The American Securitization Forum (ASF) reiterated its support for retention requirements tailored to each major asset class and that offer flexibility for the long term, the trade group said in a release today.
The ASF did this via a series of letters submitted to joint regulators that are in charge of implementing risk retention requirements for ABS under the Dodd-Frank Act,
The organization detailed the different forms of retention and the type of asset (specifically, autos, credit card, RMBS, student loans, and the proposed exemption for ABCP) to which each would be most appropriately applied.
The association’s credit card ABS risk retention comment letter submitted today stated the views of the ASF's credit card ABS issuer and investor members on the types of mechanisms that should be available within credit card securitizations to comply with the risk retention requirements. This includes a "seller’s interest" risk retention and a "horizontal slice" risk retention.
Similary, its student loan ABS risk retention comment letter was submitted today. It also contains the views of student loan ABS issuer and investor members in terms of two aspects. The first is FFELP loan pools for which an exemption to the risk retention requirements is appropriate and the second is the "horizontal slice" risk retention, which is meant for private student loan securitizers to comply with the risk retention requirements.

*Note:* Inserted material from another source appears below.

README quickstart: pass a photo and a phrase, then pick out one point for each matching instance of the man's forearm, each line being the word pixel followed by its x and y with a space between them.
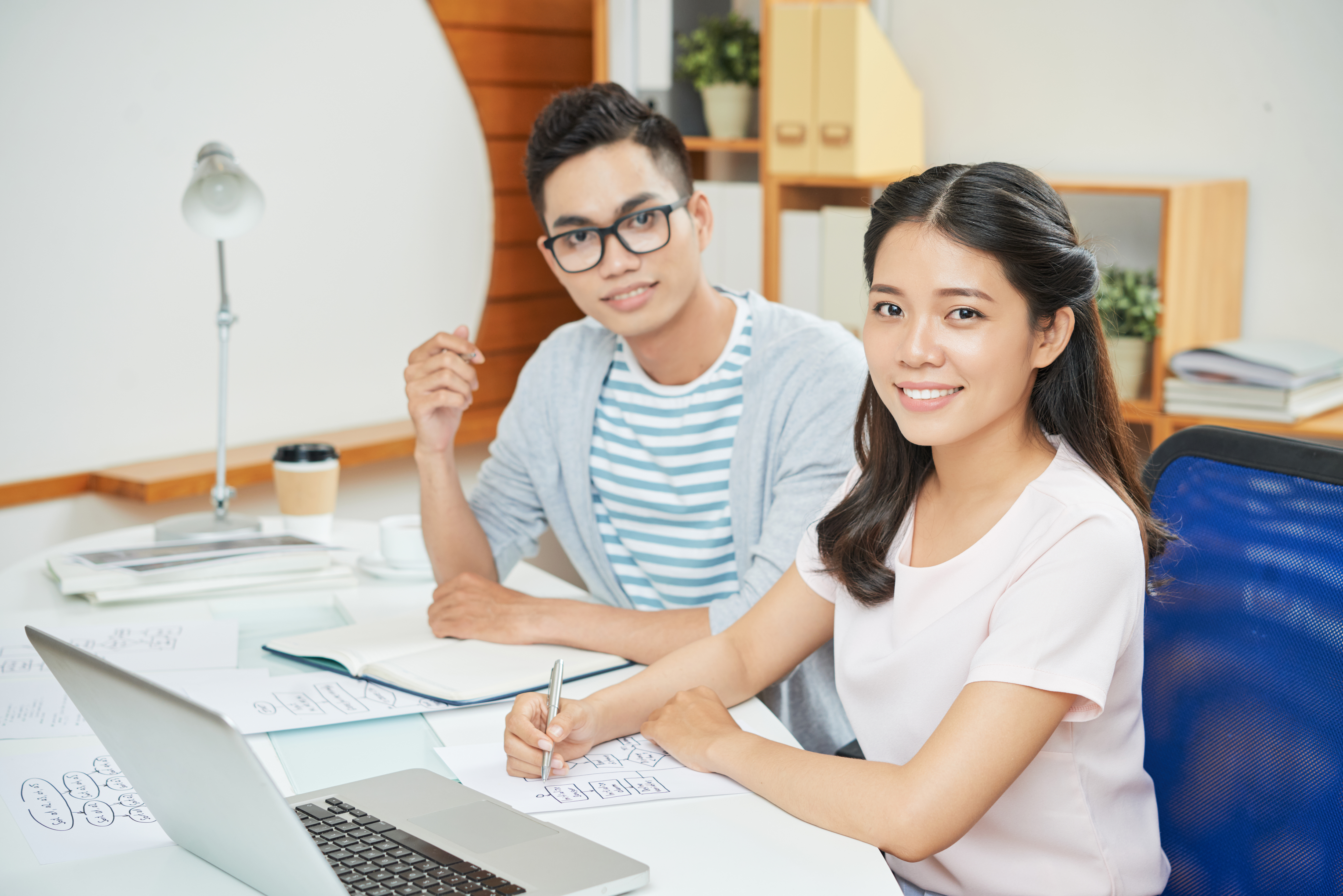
pixel 634 634
pixel 453 535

ASF’s auto ABS risk retention comment letter was submitted on Nov. 22 containing views from its auto ABS issuer and investor members. This letter pertains to the types of mechanisms that should be available within auto ABS to comply with the risk retention requirements and ertain "qualified" auto pools of assets that would require an adjustment to such requirements.

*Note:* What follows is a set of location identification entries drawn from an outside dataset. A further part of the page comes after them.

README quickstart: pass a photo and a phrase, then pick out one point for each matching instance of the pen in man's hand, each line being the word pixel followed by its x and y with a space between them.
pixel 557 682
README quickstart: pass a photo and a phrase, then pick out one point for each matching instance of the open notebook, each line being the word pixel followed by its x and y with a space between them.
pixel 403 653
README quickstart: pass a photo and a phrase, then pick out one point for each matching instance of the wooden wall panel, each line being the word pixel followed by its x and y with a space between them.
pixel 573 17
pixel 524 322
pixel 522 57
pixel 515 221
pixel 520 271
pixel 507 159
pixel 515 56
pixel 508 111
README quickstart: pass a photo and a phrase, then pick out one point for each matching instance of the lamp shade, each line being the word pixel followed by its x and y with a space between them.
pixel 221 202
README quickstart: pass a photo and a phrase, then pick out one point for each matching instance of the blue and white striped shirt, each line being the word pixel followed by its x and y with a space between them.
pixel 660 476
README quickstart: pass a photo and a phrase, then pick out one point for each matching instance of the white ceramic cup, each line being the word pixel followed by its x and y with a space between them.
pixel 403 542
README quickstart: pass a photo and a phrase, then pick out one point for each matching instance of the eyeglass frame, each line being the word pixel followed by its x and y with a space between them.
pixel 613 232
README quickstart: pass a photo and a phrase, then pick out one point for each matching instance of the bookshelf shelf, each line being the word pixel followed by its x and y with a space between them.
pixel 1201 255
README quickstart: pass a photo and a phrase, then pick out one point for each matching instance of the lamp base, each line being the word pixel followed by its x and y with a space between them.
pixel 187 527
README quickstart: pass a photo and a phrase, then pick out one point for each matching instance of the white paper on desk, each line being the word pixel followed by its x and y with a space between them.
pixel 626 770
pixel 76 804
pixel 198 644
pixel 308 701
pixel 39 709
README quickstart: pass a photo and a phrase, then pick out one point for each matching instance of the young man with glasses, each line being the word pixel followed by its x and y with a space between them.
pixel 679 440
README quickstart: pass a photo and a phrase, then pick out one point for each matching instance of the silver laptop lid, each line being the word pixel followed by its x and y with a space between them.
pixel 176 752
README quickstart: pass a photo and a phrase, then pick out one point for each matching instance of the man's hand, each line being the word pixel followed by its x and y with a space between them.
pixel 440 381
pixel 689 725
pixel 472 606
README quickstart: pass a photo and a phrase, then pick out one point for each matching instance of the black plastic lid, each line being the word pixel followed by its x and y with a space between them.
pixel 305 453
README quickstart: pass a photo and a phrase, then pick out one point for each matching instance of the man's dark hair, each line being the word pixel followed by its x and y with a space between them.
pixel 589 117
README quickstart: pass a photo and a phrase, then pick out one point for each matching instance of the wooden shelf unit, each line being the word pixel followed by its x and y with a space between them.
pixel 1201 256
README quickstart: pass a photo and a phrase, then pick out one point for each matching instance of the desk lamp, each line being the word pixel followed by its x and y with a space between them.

ASF’s ABCP risk retention comment letter was submitted yesterday. This focuses on the ASF's concerns regarding the possible application of the credit risk retention obligations to the following: certain ABCP conduits; their sponsors and credit and liquidity support providers; as well as to ABCP customers and conduit sponsors that finance assets via such ABCP conduits where such financings meet the Dodd-Frank Act's definition of ABS.
ASF’s RMBS risk retention comment letter was submitted on Nov. 12. It also sets forth views of the group's RMBS issuer and investor members about the appropriate forms of risk retention and the qualified residential mortgage exemption.